Sam thought back to that lonely bus ride from the base, her handler's dry and impersonal reading of the rules for her new life.
...you will be provided a suitable home, vehicle, and a living allowance which may be augmented, without penalty, should you choose to seek employment in any filed other than the following: astrophysics, aerospace, engineering...
God, why hadn't they just put her in a cell? Tossing the junk mail into the recycling bin, Sam grabbed her groceries, still in the thin plastic bags from the store and threw them into the refrigerator. She couldn't bring herself to care whether the items she put in there even needed cooling. She snagged a Guinness from the upper shelf and watched the condensation pearl on the bottle as she pried the lid off. Wandering through the tastefully decorated home she'd been provided, Sam forced herself to focus.
I need to find something...anything...to do, or I'll go completely crazy. Maybe math...they can't stop me from doing math, can they? I know I'm not allowed engineering, but...maybe something computer-related? I guess I could go back to school...
Giving into the despair that had shadowed her since she'd moved into the small suburban neighborhood, Sam felt the long-denied tears begin to leak down her cheeks. She sighed and turned on the couch, stretching her long legs out and settling in for the evening. This was her life, now, and she'd have to make the best of it. She knew...knew...deep in her heart, that Ba'al would be here someday. Someday soon.
Jack. Oh God, not now. I'm not able to hold it in, not now...not today. The horrific memory of that moment in the extraction chamber played out in her mind. Again.

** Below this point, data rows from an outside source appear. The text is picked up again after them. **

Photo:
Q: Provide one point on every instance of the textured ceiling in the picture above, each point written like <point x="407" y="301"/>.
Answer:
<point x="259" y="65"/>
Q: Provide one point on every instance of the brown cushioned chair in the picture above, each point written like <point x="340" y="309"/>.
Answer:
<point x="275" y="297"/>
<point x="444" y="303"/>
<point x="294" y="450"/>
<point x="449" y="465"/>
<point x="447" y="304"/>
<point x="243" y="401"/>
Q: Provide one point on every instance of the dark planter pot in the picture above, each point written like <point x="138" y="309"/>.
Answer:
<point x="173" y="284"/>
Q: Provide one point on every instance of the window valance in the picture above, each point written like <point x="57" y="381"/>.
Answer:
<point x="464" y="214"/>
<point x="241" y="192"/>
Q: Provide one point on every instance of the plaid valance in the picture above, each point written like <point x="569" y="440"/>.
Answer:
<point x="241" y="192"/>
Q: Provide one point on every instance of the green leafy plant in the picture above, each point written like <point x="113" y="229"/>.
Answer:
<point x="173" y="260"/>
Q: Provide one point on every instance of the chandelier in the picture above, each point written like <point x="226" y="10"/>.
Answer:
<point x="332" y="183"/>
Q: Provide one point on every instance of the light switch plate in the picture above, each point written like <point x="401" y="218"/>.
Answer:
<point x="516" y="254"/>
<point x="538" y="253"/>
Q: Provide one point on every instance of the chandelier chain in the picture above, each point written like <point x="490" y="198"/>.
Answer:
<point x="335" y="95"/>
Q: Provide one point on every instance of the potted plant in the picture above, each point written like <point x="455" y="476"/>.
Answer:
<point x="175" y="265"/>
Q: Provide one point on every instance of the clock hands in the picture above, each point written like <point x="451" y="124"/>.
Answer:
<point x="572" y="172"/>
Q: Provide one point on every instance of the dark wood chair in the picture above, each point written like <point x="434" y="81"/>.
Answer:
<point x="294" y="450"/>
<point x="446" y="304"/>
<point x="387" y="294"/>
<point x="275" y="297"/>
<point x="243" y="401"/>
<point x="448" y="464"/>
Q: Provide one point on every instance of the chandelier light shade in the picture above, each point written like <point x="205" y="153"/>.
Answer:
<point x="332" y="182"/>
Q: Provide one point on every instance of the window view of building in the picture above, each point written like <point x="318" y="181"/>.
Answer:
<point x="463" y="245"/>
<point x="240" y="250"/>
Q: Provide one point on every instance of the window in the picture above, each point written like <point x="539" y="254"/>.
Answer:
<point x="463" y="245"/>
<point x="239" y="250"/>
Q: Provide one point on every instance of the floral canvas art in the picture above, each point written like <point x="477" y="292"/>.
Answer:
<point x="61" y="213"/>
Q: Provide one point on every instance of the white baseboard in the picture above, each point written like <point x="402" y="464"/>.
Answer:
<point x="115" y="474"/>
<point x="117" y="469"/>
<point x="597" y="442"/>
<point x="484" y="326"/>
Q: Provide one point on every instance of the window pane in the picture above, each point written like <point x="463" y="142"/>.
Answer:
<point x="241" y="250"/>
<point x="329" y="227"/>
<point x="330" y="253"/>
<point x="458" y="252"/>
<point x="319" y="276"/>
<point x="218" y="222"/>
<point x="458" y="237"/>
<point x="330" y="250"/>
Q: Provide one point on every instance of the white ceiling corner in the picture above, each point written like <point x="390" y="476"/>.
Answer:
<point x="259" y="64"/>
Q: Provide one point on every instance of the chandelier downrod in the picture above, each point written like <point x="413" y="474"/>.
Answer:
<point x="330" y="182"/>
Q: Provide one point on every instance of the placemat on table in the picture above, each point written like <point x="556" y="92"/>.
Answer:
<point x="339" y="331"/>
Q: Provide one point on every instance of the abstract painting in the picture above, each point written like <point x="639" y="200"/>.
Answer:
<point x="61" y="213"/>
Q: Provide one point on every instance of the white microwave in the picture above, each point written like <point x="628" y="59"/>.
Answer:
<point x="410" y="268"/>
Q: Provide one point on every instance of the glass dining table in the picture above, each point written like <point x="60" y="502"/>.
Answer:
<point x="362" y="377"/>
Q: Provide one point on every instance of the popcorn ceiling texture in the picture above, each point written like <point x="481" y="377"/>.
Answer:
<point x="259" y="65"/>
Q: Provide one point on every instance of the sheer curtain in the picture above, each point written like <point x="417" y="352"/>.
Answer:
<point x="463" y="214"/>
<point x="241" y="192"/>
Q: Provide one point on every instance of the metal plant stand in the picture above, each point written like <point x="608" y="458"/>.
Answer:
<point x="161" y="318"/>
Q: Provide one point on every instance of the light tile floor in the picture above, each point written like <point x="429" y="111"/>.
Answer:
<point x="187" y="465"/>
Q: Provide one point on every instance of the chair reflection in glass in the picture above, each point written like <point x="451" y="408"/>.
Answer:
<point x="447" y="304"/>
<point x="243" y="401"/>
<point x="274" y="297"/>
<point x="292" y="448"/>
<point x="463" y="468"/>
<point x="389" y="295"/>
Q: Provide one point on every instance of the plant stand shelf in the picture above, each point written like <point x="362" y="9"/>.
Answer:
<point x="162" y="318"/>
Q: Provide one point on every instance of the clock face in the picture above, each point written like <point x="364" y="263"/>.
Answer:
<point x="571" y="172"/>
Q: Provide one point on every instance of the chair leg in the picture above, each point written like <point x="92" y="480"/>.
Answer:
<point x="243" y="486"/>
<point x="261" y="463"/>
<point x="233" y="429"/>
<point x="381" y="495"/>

His face, quickly draining to white as he ordered her to get to the gate. His beautiful, chocolate eyes on hers, quickly losing their bright, inner light and taking on the glossy sheen of death. His lips moving, saying something too faint for her ears to catch, words she only heard deep in her heart.
I love you.
Feeling the last flutter of his heart beneath her fingers, and feeling the stuttering of her own in response. How she'd wanted to simply lie down beside him and disappear...
The shrill ringing of the phone startled Sam so much that she bobbled the now warm bottle of beer in an attempt to answer it. Fumbling for the portable, she snorted in disbelief as the woman on the other end asked her to participate in a survey about her recent car purchase. Sam simply hung up. The call, so ordinary, so...colossally normal jarred her as nothing else had done today.

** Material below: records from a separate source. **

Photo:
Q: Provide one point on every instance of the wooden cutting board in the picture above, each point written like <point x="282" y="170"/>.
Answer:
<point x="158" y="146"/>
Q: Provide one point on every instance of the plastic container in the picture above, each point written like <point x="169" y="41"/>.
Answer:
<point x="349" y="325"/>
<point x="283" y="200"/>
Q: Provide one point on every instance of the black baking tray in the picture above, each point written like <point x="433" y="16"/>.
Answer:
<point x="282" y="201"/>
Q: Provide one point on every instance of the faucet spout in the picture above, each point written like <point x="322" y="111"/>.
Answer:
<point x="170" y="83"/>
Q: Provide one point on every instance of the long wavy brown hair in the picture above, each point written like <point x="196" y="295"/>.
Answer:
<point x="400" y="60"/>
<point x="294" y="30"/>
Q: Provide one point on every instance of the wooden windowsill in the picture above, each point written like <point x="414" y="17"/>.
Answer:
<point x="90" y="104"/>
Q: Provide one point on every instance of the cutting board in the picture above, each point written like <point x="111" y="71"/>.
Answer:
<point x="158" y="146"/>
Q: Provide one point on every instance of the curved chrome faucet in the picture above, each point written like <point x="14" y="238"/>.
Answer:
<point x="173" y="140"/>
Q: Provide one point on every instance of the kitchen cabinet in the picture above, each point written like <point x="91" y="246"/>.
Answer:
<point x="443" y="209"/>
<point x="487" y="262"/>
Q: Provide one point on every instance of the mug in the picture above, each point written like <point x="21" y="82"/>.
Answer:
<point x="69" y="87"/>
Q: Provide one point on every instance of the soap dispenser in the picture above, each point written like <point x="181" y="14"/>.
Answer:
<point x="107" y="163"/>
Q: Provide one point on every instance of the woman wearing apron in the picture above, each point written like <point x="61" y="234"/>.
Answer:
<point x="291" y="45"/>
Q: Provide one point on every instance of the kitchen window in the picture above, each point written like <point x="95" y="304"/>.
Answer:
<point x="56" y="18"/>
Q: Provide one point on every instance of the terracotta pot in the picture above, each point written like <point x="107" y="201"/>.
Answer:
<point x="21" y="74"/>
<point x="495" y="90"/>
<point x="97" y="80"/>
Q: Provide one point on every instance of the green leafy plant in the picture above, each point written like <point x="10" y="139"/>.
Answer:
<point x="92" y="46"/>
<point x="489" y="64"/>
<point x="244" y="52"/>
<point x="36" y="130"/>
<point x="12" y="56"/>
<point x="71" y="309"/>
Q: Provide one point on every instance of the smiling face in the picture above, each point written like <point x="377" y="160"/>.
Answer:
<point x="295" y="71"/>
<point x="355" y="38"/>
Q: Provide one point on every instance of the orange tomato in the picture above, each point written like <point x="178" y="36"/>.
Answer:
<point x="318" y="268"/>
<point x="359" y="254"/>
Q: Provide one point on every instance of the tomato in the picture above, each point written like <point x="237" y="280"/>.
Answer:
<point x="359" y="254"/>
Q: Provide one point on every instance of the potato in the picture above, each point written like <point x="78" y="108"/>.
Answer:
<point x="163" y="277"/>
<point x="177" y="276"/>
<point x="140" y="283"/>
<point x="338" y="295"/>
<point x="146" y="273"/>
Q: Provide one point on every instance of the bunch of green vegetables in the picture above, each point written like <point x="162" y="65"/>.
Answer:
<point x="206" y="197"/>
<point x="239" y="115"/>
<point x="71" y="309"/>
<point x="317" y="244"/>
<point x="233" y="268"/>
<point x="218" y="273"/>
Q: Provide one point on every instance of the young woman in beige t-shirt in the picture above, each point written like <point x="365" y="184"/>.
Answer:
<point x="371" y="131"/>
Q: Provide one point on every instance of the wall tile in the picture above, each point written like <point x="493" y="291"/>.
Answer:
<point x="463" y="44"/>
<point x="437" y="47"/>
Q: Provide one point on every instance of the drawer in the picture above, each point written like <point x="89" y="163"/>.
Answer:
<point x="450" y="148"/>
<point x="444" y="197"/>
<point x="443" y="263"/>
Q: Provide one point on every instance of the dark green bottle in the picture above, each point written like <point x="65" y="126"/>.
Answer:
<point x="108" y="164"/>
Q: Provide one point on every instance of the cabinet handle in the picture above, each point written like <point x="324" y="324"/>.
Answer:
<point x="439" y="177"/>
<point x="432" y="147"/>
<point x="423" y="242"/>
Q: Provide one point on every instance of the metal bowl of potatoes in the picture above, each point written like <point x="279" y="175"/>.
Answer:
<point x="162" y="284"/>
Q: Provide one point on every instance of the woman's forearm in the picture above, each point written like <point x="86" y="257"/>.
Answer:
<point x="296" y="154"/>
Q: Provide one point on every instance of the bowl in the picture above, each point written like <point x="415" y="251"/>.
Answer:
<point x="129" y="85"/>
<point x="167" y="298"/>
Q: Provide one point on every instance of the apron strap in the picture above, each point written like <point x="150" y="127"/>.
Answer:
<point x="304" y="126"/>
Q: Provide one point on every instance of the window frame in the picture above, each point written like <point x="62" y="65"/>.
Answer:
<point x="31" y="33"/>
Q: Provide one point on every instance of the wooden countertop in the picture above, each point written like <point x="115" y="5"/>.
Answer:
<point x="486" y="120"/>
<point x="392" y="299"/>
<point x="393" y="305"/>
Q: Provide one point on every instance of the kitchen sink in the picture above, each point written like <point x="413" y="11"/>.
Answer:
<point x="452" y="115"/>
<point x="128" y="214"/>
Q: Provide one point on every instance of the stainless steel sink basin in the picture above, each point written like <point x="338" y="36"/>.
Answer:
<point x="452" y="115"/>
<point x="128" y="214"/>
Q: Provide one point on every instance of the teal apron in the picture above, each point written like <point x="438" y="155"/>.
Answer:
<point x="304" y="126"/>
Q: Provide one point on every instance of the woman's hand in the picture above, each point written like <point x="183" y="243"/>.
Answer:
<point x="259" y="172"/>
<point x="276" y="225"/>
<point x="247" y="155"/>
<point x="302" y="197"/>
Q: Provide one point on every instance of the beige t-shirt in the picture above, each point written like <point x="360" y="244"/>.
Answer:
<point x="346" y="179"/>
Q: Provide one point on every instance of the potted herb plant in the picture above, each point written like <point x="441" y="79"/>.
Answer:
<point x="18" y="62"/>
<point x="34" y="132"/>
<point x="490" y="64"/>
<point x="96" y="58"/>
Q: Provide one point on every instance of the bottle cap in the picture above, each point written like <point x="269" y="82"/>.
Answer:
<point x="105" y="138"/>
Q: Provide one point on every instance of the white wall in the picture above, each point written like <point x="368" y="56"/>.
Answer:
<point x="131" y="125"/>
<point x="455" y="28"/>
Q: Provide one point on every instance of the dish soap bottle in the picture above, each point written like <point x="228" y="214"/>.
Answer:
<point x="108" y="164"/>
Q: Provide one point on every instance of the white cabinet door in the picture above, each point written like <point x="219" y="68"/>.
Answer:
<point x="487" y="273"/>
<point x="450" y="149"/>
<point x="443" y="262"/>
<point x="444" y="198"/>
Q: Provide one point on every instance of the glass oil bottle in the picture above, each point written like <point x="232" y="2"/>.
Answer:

This ends today, Samantha Carter. You owe it to yourself, to...Jack, to be ready. You must be ready for when it all comes down. Someday soon this 'normal' will cease to be.
With a new determination strengthening her resolve, Sam slid her laptop over from the end table and onto her knees. Sam Carter functioned best when she had a plan, and it was time she made one of her own. She was tired of dancing to everyone else's tune. She couldn't work in astrophysics or engineering? Fine. She'd find another way to be ready. Bypassing the folder in which she'd begun to make journal entries, she opened her web browser and began searching.
Sam absently turned on the television while she worked, automatically tuning it to the hockey channel. She paused as the announcer excitedly called the game in his comforting Canadian accent, his enthusiasm reminding her of afternoons spent at Jack's; she working on her laptop while he officiated the match from the couch. For the first time in weeks the memory of their time together–their newly built life together–wasn't accompanied by the burning ache in her chest.
This may be her life now, but it wouldn't be for always, and when that change came, she'd be ready. Ready to reclaim the life, and the love, she'd had before. And would have again.